SUMM

The speaker reflects on six months of advancements following reinforcement learning (RL) with verifiable rewards, noting that reasoning models are now common and major players like OpenAI are leading but less transparent.
Reasoning models are enabling new language model applications, exemplified by the speaker’s use of “03” for efficient information retrieval compared to traditional search.
Emerging language model tools, such as Deep Research and Cloud Code, can creatively process specific website content and assist in personal projects.
Fully autonomous agents and coding assistants are appearing, though their deployment is limited by current hardware or access constraints.
Recent breakthroughs in reasoning models underlie significant improvements in language model capabilities and application potential.

Continued AI gains require deliberate research and innovation, not just scaling; new model abilities must be deliberately trained.
A taxonomy for next-generation models is proposed: skills (math, code), calibration (matching effort to task complexity), strategy (high-level directional planning), and abstraction (decomposing complex problems into manageable parts).
Calibration is increasingly important for product reliability, as models risk overthinking and wasting computation, leading to higher costs and user dissatisfaction.
Current models tend to quickly dive into problem-solving without effective high-level strategizing or abstraction, often resulting in inefficiency.
Progress in tool use and agentic abilities is noted, with ongoing challenges in measurement and consistency.

Lack of calibration leads to unnecessarily verbose outputs and wasted resources, especially for simple queries.
Comparison data shows reasoning-trained models can use 10–100x more tokens than standard models for the same task, affecting latency and infrastructure cost.
There is a need for models to natively adjust their reasoning depth to the complexity of the user’s request, improving both efficiency and user experience.
High-level strategy in planning remains absent; current models rarely outline a plan before tackling subproblems, leading to wasted computation and longer response times.
The ultimate goal is for models to internalize planning abilities, rather than requiring explicit prompting from users.

Effective application of reasoning models requires innovations in memory management, parallel computation, and dynamic task decomposition.
Language models should be able to coordinate multiple subprocesses or agents (e.g., parallel cloud code executions), not just single, linear completions.
Developing robust planning behaviors will likely parallel the development of reasoning traces—requiring large-scale human annotation or supervision and extensive RL tuning.
Planning data is easier to collect and verify than complex reasoning traces, making iterative improvement more feasible.
Structured outputs, such as explicit stepwise plans before generating answers, could scaffold improved planning capabilities.

Current models like “03” excel at specialized skills (e.g., search) but lack consistency and thoroughness in broader, multi-step tasks due to weak planning.
Improving planning would make outputs more comprehensive and trustworthy, enhancing utility in tasks like research or recommendations.
By breaking down tasks into skill, calibration, strategy, and abstraction, researchers can better target data collection and algorithmic improvements.

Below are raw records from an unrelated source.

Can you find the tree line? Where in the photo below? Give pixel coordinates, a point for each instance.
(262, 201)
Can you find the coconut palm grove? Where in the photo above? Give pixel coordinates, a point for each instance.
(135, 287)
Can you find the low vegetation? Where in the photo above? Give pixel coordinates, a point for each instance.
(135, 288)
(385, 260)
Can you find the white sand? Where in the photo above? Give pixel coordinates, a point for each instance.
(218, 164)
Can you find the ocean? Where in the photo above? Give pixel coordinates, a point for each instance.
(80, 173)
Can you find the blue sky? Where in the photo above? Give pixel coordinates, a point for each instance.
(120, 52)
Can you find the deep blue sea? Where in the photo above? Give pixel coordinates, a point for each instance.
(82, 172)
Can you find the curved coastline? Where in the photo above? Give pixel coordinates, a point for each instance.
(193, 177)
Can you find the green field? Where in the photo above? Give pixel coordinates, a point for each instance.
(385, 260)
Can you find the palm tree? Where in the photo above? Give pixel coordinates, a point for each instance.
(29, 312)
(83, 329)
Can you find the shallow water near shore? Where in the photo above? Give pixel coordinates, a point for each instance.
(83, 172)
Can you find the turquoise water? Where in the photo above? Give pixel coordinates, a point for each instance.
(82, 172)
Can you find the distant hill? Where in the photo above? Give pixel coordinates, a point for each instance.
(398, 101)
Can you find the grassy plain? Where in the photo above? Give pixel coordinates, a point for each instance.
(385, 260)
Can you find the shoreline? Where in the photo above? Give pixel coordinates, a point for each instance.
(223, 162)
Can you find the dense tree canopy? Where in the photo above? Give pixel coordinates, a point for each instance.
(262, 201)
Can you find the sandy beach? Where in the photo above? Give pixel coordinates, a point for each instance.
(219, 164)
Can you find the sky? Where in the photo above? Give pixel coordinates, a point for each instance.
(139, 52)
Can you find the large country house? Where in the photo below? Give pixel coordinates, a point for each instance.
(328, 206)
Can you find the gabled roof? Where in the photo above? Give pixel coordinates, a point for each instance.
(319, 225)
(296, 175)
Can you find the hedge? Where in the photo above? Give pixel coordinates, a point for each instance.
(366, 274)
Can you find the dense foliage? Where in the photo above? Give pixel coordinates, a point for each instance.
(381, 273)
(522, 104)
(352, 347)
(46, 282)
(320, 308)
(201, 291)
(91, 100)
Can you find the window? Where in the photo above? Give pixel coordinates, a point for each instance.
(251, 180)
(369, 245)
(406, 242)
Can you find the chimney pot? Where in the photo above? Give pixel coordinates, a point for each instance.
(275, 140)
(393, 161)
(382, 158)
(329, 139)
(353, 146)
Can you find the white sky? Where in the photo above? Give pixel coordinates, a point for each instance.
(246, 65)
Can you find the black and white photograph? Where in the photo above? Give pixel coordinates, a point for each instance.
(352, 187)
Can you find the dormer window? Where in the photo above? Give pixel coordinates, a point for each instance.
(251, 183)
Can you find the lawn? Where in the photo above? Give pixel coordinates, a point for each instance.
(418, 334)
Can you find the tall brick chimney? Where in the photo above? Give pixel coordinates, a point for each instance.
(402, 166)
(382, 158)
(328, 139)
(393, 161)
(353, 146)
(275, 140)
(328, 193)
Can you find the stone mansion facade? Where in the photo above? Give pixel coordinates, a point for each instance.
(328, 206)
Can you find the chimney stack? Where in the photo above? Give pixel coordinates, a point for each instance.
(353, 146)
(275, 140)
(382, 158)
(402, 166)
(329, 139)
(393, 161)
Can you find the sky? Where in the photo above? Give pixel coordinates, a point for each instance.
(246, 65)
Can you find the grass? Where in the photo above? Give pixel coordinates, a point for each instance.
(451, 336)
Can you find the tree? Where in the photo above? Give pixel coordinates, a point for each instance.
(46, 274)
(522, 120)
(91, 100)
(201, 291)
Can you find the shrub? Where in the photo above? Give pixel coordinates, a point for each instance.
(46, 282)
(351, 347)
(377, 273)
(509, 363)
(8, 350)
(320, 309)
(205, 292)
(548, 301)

Parallel compute adds robustness and can refine model outputs but does not address the fundamental need for better exploration in long-horizon RL tasks.
Scaling RL for reasoning and planning is highly tractable and is expected to continue expanding as a research focus.
A summarized research plan: gather diverse, verifiable questions; filter for optimal RL learning (not too easy/hard); ensure stable infrastructure for RL training; and implement incremental improvements based on research findings.
Attention is shifting toward “post-training” (fine-tuning through RL), with compute investment rising—OpenAI reportedly increased post-training compute by 10x in recent iterations.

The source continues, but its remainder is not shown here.